Frédéric BOUBLIL
Frédéric BOUBLIL, fondateur du cabinet Boublil Conseil
- Présentez-vous
Bonjour,
Je suis Frédéric Boublil, Fondateur du cabinet Boublil Conseil.
J’ai eu deux vies dans la distribution, la première en tant qu’opérationnel en travaillant notamment chez Auchan chez Lagardère Duty free où j’ai été directeur de la stratégie du Groupe.
J’ai ensuite été consultant dans des cabinets et depuis 5 ans à mon compte où j’ai développé une approche de Partenaire Business qui concilie à la fois le sens opérationnel de dirigeant et l’acuité d’analyse du consultant.
Et je travaille essentiellement dans trois secteurs : la Distribution, les biens de consommation et le luxe.
- La distribution dite traditionnelle semble plus que jamais chahutée. Comment cela s’explique ?
La distribution traditionnelle est chahutée par deux grandes mutations : des mutations d’ordre sociologique et des mutations d’ordre technologique.
Concernant les mutations sociologiques on vient d’une situation des 30 Glorieuses, héritée des années 60 ou 70 avec deux éléments majeurs.
Le premier est l’attrait des marques.
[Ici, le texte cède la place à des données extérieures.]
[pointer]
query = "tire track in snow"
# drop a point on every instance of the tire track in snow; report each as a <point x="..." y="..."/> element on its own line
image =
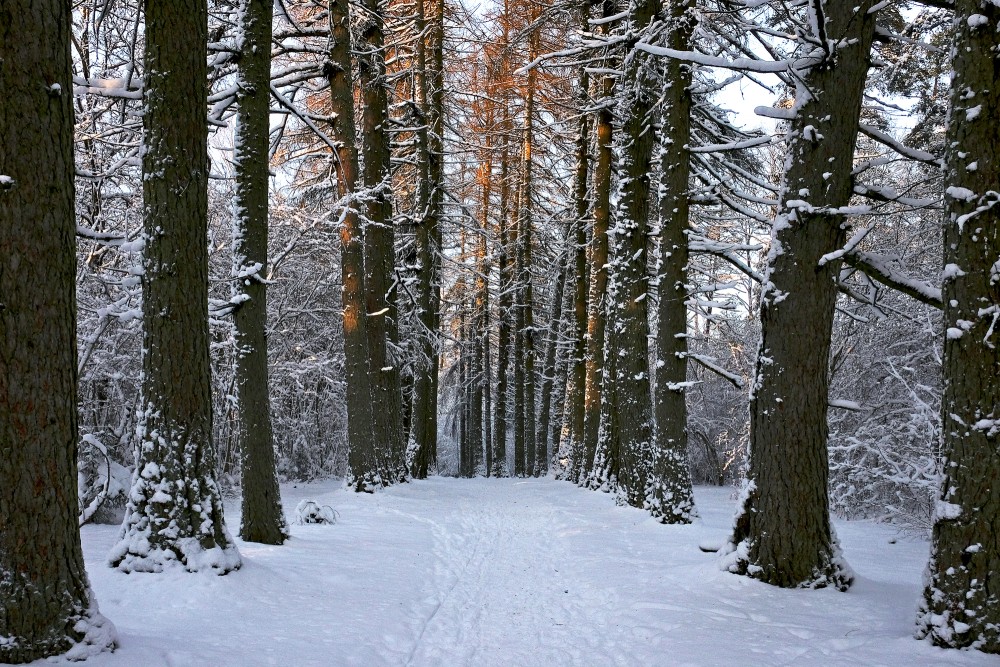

On est dans un contexte relativement pénurique ; les marques apportent du statut, les marques apportent du plaisir et les marques apportent de la praticité. Les marques rassurent, les marques structurent la consommation.
Et ces marques, on les achète où ? Dans ces temples de la consommation que sont les hypermarchés.
Les hypermarchés, on y va en voiture, et on est dans l’époque de la civilisation de la voiture.
Donc on est sur un monde drivé par les marques et drivé par ces grands temples de la consommation.
Aujourd’hui, on est dans un univers qui est beaucoup plus horizontal. Les marques n’ont plus autant de statut ; on recherche du sens par-delà les attraits mass Market qui ont pu structurer la consommation précédemment et puis, on est dans un monde où la proximité aussi a des lettres de noblesse donc moins de voitures, des marques plus responsables, plus sobres, plus horizontales.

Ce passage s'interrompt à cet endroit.